Labour's deputy leader knows what he's asking for is unlikely. So why's he doing it? 


Sign Up

Get the New Statesman's Morning Call email.

What will be the impact of Tom Watson’s speech this morning, calling for a second referendum before a general election?

In a speech in London, Labour’s Deputy Leader made a fresh bid to Remainers, calling on his party to “unequivocally back Remain” in a fresh public vote on Brexit.

Firstly, even Watson himself knows that a second referendum before a public vote is highly unlikely, as he conceded during the speech, commenting that an autumn general election seems inevitable, although "that does not make it desirable".  

Far from seriously increasing the chances of a second referendum soon, Watson’s intervention is an unashamed pitch for Remain votes in the inevitable autumn election, responding to the threat of the Liberal Demcorats, who yesterday upped their own pitch to Remainers, by indicating they would revoke article 50 if they won a majority.

Sources close to Jeremy Corbyn are frustrated by the move, suggesting that Watson’s speech is simply an attempt to undermine Corbyn, undoing the effects of his leadership in uniting opposition parties to successfully prevent No Deal.
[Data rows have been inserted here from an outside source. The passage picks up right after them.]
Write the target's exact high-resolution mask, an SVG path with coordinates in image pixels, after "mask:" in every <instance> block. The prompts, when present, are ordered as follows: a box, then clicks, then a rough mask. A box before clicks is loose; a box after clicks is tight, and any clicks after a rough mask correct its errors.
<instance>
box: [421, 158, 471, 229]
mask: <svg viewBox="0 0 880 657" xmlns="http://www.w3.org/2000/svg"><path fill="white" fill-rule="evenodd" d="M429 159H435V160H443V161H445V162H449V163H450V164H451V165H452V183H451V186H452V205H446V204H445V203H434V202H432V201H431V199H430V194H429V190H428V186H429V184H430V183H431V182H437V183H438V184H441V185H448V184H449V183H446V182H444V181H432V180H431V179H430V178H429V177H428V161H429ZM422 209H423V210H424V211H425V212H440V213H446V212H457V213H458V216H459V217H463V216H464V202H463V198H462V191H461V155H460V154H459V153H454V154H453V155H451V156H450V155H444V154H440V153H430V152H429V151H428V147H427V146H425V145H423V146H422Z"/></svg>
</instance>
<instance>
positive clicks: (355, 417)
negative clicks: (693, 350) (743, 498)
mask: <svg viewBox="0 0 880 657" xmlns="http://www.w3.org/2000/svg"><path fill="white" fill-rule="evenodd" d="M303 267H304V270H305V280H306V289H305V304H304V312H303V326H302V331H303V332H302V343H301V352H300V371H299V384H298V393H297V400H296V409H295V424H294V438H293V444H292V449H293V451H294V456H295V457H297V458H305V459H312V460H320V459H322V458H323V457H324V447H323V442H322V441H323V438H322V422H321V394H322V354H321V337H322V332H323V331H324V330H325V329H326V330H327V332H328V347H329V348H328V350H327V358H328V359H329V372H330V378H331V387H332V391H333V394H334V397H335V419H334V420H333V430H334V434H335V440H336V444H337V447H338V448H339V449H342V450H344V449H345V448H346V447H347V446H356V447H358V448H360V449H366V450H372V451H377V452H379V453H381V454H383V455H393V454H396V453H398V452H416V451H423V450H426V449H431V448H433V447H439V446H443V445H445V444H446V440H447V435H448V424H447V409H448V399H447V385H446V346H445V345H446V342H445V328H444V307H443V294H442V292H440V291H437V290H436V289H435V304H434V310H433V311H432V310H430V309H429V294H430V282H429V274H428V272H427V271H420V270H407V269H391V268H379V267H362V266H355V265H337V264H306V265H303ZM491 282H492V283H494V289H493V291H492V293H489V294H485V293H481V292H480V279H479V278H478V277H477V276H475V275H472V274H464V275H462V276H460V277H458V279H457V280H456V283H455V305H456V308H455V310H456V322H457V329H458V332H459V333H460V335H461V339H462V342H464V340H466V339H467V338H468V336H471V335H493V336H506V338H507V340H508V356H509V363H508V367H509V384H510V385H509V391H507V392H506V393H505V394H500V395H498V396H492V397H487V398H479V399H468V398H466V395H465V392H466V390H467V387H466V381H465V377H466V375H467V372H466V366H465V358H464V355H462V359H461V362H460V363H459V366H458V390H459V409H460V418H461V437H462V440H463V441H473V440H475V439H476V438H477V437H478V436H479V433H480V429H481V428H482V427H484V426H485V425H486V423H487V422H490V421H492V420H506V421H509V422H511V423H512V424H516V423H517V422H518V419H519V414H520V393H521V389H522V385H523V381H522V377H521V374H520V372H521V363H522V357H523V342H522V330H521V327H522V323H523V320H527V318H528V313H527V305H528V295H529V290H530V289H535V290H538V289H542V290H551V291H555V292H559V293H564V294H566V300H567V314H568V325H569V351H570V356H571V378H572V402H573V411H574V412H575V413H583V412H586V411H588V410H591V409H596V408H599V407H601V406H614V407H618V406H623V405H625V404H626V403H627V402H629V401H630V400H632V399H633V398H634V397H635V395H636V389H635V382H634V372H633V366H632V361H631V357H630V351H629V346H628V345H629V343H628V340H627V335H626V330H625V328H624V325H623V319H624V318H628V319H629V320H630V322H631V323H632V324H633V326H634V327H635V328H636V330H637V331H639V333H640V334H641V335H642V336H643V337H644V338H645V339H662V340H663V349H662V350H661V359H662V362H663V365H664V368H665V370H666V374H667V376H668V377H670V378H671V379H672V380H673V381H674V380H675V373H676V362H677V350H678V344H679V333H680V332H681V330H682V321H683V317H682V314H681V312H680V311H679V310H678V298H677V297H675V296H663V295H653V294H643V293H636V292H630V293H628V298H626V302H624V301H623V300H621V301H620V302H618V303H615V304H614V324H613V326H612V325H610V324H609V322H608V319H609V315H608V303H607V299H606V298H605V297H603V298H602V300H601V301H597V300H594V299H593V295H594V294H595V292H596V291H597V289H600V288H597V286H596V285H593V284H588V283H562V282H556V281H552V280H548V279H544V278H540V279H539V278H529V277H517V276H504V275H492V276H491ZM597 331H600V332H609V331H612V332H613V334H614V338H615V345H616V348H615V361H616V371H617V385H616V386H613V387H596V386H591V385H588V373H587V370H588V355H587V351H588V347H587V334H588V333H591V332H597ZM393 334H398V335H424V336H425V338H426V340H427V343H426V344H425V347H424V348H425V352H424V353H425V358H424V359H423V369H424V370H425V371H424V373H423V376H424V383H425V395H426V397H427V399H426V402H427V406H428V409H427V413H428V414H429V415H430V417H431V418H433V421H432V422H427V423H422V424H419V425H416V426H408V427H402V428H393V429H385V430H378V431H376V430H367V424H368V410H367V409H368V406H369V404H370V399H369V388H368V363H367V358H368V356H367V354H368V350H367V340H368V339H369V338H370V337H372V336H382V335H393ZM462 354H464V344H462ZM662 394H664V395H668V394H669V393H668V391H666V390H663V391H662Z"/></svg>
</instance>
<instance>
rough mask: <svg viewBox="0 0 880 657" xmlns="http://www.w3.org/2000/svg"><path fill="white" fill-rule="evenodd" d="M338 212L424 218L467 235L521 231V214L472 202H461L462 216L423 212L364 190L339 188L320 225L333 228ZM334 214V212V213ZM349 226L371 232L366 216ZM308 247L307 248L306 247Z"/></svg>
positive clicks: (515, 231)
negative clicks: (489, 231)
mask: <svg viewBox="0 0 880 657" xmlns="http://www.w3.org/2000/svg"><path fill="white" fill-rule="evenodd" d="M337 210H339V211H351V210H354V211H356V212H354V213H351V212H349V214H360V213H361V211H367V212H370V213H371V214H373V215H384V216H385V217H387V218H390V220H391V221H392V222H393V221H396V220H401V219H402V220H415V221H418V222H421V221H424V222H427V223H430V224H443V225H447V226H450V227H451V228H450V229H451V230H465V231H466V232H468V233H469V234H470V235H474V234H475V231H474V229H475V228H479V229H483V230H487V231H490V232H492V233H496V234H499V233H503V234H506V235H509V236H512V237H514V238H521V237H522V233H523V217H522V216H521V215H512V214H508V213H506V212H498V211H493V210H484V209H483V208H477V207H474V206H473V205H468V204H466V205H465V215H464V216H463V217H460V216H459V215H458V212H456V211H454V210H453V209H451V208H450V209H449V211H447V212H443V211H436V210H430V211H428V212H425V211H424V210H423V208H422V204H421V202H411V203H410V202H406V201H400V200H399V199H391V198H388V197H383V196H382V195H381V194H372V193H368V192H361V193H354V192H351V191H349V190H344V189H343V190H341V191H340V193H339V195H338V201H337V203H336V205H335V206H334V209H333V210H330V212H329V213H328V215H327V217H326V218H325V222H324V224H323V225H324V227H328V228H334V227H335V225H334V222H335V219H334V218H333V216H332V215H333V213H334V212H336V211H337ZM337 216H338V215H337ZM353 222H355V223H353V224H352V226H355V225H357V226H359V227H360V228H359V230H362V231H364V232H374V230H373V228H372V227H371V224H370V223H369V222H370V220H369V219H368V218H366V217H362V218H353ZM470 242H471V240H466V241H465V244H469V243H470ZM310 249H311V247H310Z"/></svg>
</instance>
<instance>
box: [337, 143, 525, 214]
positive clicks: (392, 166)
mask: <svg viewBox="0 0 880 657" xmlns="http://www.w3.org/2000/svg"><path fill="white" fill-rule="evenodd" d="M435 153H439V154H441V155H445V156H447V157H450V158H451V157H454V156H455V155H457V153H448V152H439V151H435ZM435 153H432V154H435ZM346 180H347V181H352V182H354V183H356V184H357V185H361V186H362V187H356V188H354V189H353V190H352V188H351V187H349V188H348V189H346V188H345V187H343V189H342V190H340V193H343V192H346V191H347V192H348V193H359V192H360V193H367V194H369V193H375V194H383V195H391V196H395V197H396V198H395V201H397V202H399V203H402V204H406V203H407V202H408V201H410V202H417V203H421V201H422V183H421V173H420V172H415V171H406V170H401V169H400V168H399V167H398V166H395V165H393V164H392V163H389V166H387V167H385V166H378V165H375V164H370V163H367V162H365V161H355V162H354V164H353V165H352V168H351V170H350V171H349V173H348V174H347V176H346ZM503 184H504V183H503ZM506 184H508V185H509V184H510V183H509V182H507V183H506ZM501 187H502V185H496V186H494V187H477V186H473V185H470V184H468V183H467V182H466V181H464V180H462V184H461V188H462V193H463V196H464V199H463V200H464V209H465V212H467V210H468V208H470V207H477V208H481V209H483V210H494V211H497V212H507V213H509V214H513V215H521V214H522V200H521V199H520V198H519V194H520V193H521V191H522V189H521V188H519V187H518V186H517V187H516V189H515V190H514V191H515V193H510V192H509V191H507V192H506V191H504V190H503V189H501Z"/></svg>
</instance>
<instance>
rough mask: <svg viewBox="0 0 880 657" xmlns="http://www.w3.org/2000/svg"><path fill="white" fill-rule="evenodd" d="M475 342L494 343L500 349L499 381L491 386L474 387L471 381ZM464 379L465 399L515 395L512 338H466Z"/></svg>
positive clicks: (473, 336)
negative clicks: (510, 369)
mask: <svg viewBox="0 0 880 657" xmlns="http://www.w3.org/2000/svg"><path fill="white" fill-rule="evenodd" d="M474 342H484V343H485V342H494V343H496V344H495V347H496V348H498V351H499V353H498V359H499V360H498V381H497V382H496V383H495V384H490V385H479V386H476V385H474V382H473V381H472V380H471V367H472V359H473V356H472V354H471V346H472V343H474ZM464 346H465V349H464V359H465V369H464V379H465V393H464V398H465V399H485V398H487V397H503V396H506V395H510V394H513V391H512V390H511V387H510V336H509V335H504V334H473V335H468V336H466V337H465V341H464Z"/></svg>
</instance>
Other figures in the party dismiss it simply as “virtue-signalling for members” and a "distraction". 

Watson will hope that his intervention will remind Remainers that they have a home in Labour, as well as pressurising the leadership to back Remain if a referendum were to happen (other Shadow Cabinet members have already said they will campaign for Remain, but Corbyn is unlikely to state a position on the issue, and is expected to give cabinet members a free vote on the issue.)

In practice, however, the move may backfire: after weeks of a rare unity in Brexit messaging from the Labour Party, it simply serves to remind Remainers of Corbyn’s own equivocal position on Brexit.

Luckily for the leadership, and perhaps for Watson too, this is such a big news day that the new showing of divisions in the party may slip under the radar.